Betacantrips/ bits/ vcs overview
This is a work-in-progress about various VCSs and what they do or do not do. Right now this is just a brain dump of some notes.

http://www.lucas-nussbaum.net/blog/?p=239

http://lambdaman.blogspot.com/2007/06/aptitude-development-moves-to-mercurial.html

http://times.usefulinc.com/2007/06/20-bzr

http://www.advogato.org/person/robertc/diary.html?start=70 (Holy what?)

http://en.wikipedia.org/wiki/Comparisonofrevisioncontrolsoftware#_note-0 shows lots of features and stuff; as far as I can tell, git, monotone, mercurial, darcs and bzr are pretty much interchangeable as far as that page goes.

http://www.linuxsymposium.org/2006/viewabstract.php?contentkey=194

http://web.glandium.org/blog/?p=144

http://blog.madduck.net/vcs/2007.07.11_creating-a-git-branch-without-ancestry

http://blog.ianbicking.org/dvcs-mini-roundup.html

http://blog.jozilla.net/archives/2006/3

Some notes from Mozilla people:

  • http://weblogs.mozillazine.org/preed/2007/04/versioncontrolsystemshootou1.html
  • http://wiki.mozilla.org/VersionControlSystem_Requirements
  • http://viper.haque.net/~timeless/vcs.shootout.notes

Questions you can ask of your VCS:

  • Can you have a repository which "includes" another repository?
  • Another (related) question is: if you take the fully-qualified path to a repo, and add the path of a file in that repo, do you get a fully-qualified path to a repo?

    In other words, if your project is at http://svn.example.org/foo and you have a directory called src/, can I do a checkout of http://svn.example.org/foo/src/ ? I think this is true for SVN but it does not appear to be true for darcs.

    In general, distributed version control systems do not appear to have any desire for you to be able to check out only part of a repository. There's "partial checkouts", but I think this means checkouts without full history.

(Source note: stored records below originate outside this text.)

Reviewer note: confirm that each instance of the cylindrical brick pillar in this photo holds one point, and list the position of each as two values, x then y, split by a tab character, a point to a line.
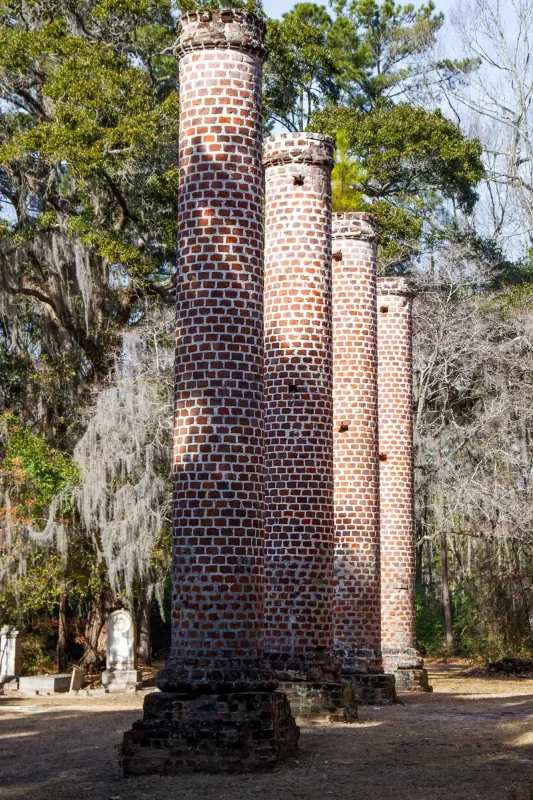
355	404
217	579
299	535
395	409
218	503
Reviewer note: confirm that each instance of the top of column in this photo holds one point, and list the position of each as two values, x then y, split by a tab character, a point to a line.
226	29
298	148
355	225
396	284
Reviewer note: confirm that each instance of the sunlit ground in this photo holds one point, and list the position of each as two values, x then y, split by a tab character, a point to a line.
472	738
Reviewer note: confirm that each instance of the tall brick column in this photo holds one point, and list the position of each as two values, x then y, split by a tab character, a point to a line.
299	530
356	457
395	391
217	709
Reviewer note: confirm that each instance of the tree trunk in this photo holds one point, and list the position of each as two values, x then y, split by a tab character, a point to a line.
144	632
445	581
91	659
61	650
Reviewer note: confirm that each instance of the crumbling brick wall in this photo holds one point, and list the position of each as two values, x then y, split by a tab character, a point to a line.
396	464
355	403
299	532
217	578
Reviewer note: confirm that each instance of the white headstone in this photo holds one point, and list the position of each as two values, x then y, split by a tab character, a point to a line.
10	652
121	644
76	681
121	674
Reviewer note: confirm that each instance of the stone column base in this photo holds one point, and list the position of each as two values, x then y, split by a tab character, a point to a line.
321	702
237	732
122	680
373	689
408	669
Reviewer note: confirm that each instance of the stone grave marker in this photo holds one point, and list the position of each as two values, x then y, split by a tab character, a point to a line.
121	674
10	657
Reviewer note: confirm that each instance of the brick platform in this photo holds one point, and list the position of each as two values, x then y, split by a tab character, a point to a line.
321	702
218	510
395	389
299	532
374	690
210	733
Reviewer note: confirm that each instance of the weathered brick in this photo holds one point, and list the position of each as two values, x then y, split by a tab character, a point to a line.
298	397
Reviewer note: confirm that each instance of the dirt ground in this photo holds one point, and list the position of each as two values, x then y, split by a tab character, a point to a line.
472	738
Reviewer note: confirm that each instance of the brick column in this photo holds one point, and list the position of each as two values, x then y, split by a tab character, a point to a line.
299	531
356	461
218	533
395	392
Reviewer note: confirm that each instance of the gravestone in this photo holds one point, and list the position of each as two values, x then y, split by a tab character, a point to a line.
10	657
121	674
76	681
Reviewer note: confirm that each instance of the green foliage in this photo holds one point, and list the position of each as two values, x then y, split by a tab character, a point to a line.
302	70
403	161
37	657
38	472
346	177
391	40
429	623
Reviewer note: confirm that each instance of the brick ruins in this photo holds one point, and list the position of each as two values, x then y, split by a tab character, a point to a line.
218	709
395	412
356	453
299	524
276	554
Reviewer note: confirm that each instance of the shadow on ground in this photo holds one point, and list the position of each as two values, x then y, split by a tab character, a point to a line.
464	741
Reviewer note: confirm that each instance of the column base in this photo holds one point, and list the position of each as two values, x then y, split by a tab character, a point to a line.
373	689
122	680
321	702
236	732
407	667
320	666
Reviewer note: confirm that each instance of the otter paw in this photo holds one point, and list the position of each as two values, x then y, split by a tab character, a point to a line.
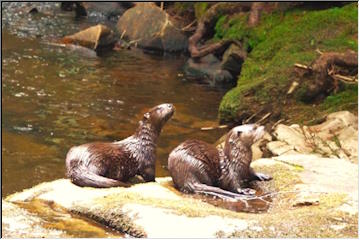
246	191
263	177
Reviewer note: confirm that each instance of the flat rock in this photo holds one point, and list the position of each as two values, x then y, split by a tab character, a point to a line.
16	222
310	192
98	37
136	219
319	175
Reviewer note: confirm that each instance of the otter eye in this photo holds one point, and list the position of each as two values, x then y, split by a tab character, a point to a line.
147	115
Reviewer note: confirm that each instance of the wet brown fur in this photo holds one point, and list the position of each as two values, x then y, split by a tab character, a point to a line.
199	167
102	164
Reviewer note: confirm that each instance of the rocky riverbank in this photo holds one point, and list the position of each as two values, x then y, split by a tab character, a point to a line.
313	194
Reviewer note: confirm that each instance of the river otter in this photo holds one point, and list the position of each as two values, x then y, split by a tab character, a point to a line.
198	167
112	164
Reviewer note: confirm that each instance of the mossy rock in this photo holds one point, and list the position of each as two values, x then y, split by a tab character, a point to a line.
279	41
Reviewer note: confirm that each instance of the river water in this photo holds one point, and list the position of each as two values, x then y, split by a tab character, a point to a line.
54	98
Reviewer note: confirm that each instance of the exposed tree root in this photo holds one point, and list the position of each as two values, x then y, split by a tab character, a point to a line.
327	73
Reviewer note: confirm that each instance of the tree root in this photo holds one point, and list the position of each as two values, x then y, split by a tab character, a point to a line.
327	73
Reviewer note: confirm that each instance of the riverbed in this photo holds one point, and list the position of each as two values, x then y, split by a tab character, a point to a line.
54	98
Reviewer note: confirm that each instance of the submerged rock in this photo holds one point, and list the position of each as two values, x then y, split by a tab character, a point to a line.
151	28
207	69
98	37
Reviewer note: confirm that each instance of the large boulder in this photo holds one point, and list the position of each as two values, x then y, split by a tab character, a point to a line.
335	137
151	28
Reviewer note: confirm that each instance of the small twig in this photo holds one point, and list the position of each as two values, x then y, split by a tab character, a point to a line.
212	128
298	65
251	117
264	117
292	87
135	41
319	52
123	34
277	123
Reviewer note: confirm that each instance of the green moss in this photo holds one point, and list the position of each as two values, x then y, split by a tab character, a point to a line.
345	100
200	8
280	40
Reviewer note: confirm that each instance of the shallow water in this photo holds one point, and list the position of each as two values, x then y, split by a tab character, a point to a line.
54	98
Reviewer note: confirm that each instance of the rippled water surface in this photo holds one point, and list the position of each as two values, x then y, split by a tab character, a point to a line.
54	97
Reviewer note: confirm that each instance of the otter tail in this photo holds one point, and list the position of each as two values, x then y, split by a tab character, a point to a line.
84	178
220	193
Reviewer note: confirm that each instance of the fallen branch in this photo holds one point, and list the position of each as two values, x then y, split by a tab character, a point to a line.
264	117
187	27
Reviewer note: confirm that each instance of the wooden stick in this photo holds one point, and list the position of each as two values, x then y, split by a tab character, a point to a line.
264	117
212	128
298	65
346	79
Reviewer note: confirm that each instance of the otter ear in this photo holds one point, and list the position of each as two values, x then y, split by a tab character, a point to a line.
146	115
238	133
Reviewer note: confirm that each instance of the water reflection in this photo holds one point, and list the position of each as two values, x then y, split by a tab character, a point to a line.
54	98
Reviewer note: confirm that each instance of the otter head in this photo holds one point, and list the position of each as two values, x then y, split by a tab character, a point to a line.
247	134
158	116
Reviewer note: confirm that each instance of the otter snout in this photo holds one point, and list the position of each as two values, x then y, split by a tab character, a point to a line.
259	133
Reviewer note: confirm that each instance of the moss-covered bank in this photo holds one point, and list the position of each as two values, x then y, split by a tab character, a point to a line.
281	39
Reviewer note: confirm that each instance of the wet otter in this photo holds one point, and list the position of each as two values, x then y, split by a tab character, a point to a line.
198	167
112	164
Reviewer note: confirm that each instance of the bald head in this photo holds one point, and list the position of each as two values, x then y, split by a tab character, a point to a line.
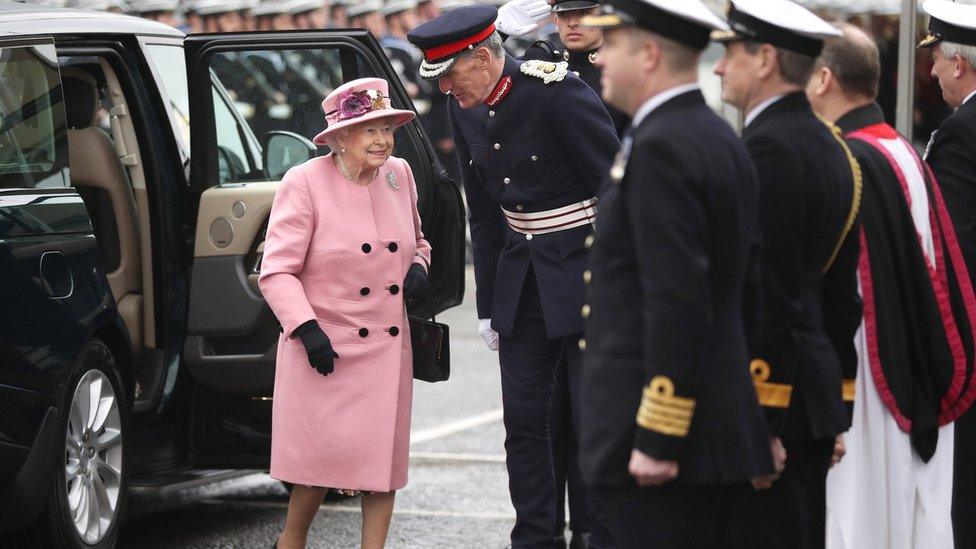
854	61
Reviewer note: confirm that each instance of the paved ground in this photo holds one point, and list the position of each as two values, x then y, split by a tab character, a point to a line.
457	496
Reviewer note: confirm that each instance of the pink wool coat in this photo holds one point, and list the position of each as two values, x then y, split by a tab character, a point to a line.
338	252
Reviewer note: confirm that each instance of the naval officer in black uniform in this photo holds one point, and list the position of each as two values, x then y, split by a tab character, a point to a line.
809	197
579	47
952	155
534	143
671	431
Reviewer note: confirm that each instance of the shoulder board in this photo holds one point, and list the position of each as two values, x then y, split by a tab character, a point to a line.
547	71
546	49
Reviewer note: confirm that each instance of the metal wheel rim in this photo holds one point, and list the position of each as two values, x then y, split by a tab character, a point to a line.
93	457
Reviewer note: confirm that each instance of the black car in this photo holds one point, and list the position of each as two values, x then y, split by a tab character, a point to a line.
136	351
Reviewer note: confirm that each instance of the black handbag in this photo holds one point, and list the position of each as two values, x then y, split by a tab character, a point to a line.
431	350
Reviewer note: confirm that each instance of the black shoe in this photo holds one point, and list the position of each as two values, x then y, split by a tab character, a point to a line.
580	541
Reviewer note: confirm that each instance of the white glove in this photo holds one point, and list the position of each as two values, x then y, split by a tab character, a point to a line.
520	17
490	336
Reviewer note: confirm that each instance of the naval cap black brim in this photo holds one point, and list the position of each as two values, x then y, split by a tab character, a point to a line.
635	13
574	5
940	30
746	27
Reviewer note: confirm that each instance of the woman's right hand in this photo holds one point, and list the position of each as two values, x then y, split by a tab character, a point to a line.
318	346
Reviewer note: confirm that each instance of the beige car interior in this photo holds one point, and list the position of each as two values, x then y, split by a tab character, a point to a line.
105	168
230	222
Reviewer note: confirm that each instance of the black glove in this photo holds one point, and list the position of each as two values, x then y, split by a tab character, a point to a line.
321	355
415	284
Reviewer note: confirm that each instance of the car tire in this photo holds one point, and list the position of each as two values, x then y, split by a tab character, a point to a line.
87	493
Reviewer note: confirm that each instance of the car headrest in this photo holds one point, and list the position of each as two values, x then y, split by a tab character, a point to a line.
80	97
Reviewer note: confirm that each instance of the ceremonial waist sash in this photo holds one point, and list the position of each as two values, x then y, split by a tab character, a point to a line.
555	220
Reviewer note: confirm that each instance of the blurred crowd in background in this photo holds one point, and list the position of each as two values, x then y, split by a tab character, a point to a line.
267	87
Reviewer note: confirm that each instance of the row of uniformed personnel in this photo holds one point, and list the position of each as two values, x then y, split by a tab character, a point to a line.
722	283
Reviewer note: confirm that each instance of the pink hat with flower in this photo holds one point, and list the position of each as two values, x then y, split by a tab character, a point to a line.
358	101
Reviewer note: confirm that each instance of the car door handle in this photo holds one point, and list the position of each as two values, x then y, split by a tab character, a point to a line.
56	277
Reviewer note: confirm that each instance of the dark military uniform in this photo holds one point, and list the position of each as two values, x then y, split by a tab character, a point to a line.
807	193
582	64
532	158
543	147
952	155
666	340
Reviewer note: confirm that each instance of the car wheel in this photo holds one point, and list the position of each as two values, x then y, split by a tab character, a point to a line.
88	490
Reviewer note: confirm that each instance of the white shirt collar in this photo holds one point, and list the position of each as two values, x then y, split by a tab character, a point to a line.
968	97
758	109
653	103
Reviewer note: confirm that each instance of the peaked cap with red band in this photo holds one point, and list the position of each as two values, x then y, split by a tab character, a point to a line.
443	39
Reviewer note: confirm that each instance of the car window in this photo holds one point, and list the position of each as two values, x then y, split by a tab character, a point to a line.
281	90
33	142
170	65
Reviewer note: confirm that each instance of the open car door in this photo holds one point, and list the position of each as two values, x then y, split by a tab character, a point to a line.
254	101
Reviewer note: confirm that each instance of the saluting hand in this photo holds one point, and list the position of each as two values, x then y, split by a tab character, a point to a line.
318	346
649	471
839	450
765	482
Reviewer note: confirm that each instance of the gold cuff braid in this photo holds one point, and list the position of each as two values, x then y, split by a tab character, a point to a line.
771	395
663	412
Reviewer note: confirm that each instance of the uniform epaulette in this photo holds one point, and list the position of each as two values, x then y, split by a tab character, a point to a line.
548	71
664	412
546	48
771	395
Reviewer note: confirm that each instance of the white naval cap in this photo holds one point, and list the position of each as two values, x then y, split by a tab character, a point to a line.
782	23
270	7
98	5
951	22
153	6
362	8
687	21
393	7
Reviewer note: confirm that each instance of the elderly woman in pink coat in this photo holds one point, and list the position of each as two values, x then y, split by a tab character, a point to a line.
344	250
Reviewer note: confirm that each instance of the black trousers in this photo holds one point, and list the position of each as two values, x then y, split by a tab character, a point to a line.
964	481
565	459
669	517
528	366
791	514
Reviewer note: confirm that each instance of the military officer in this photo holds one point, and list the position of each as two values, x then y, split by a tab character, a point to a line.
809	197
672	432
577	45
534	143
952	41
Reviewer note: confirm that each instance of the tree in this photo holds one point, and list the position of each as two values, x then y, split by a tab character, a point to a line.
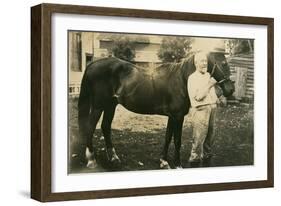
239	46
173	49
124	45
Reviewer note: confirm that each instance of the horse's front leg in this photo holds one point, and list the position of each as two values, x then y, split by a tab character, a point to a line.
168	137
177	140
106	129
90	129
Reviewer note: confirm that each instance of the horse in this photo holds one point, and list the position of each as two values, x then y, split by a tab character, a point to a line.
163	90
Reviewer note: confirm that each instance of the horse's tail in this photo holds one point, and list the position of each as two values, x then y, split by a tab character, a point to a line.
84	105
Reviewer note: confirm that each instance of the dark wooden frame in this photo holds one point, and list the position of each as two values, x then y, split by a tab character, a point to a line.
41	101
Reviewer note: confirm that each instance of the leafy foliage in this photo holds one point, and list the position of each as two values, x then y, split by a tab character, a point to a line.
124	46
173	49
240	46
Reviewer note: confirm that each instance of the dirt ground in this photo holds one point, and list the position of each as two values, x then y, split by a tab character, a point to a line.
139	139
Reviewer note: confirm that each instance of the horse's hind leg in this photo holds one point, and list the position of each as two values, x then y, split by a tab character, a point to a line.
169	133
94	118
106	129
177	140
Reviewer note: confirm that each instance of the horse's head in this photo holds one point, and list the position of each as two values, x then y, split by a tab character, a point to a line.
219	69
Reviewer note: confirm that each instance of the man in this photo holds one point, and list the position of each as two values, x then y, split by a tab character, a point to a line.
203	100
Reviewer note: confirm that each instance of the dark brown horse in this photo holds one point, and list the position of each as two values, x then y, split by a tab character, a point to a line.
163	90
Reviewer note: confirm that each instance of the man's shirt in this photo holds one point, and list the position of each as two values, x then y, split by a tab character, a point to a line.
196	82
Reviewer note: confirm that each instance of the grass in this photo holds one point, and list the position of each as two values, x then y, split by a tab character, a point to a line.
139	139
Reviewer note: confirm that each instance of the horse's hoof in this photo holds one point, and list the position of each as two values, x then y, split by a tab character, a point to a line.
164	164
92	164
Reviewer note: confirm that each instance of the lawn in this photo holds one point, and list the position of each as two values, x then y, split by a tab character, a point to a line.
139	139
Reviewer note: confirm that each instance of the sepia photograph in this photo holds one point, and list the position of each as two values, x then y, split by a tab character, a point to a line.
129	102
154	102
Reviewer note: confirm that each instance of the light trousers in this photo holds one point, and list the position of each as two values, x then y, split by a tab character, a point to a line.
203	122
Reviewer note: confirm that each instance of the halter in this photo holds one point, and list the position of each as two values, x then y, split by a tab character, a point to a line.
216	66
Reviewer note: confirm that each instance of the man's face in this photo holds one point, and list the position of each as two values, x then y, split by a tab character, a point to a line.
201	63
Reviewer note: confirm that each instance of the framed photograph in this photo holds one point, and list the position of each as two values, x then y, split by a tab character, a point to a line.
130	102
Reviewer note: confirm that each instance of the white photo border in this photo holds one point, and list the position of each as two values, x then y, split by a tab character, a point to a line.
62	182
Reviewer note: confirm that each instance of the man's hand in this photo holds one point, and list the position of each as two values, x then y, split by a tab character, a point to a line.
202	93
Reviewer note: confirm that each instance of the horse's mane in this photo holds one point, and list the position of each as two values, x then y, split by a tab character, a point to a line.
175	66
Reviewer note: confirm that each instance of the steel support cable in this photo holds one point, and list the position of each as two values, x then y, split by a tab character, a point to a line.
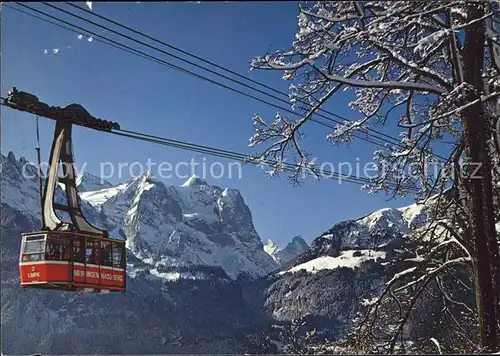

    If you don't have this feature, you need to be very careful to align the repository boundaries with the semantic boundaries of each project -- splitting a repo into two repos is generally a pain, so be sure you won't. (What happens if part of a project becomes a library? Do you rewrite the history of the project, or does the library lose its history as part of the project?)

  • How does forking from upstream work?

    Let's say you want to maintain a branch which is "upstream + X" where X is some patch (or a series of patches, whatever). Can you pull patches from upstream and have your branch maintain its "upstream + X" state? (Most DVCSs do this.) What if your patch is accepted upstream, or modified and then accepted? Do you get conflicts?

    Note that I don't know how this "ought" to work. But since this is the most central mode of operation for a DVCS, let's find out what the workflow is.

  • Another thing which may alarm you if you come from a centralized-SCM background is that every working copy is also a repository. Doing a darcs get, git clone or hg clone means copying the whole repository. Generally this isn't as bad as it might be for SVN, but for a big project you're still talking about gigabytes of history.

  • Most DVCSes use long checksum numbers as the identifiers for their revisions. This is massively ugly. Most also allow using "only the beginning" of those checksums. Mercurial also allows you to refer to a revision using a repository-local sequence number: 0, 1, 2, etc. It isn't clear what anybody will do if, due to the birthday paradox and enough commits, a collision happens. [SHA1 gives you approx 1e48 different checksums -- how many commits does this mean, on average? Wikipedia says for MD5 that at least 840 billion documents are needed, so this probably isn't a big deal.]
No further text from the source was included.